Weitek under unix (was Re: SECURITY BUG)

Sean Eric Fagan sef at kithrup.COM
Sat Feb 16 06:53:40 AEST 1991


In article <54602 at bigtex.cactus.org> james at bigtex.cactus.org (James Van Artsdalen) writes:
>there is no
>reason for 387 support (real or emulated) to need the u block to be
>writable.

Yes, there is, unless you want to make the emulated fpu even slower.
Currently, the fp emulator runs in ring 3, just like user processes.  When
you try to execute an fp instruction (and don't have an fpu), after some
inital setting up, you go directly from your process (in ring 3) to the fp
emulator (also in ring three).  This is *tons* faster than going to another
ring.  Since you might have hundreds of fp instructions, an additional 60+
clocks for each emulated instruction *would* be noticeable.

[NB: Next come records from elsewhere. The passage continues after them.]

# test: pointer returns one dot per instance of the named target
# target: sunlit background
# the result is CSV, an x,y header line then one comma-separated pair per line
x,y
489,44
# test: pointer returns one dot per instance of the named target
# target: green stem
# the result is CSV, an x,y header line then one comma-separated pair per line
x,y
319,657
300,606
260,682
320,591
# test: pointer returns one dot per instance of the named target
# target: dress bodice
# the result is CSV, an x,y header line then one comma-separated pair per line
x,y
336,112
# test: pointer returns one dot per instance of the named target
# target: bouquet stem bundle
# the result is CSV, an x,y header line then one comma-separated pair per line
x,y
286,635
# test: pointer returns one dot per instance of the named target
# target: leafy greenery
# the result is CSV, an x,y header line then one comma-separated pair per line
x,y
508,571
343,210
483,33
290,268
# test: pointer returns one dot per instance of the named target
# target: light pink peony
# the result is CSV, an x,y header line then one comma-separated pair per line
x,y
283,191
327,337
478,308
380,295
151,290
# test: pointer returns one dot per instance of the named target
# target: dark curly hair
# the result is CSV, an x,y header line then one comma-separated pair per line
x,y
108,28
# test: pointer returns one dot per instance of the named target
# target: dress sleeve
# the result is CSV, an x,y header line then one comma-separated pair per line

>> Here, here's a simple yes or no question: "Does Dell Unix allow user
>> processes to overwrite the u block?"
>It does not allow it on my 486.  I have no 386 to try it on.

Try booting with 'ignorefpu' (I think that's the option).  That will tell
the kernel to run the fp emulator anyway.

-- 
Sean Eric Fagan  | "I made the universe, but please don't blame me for it;
sef at kithrup.COM  |  I had a bellyache at the time."
-----------------+           -- The Turtle (Stephen King, _It_)
Any opinions expressed are my own, and generally unpopular with others.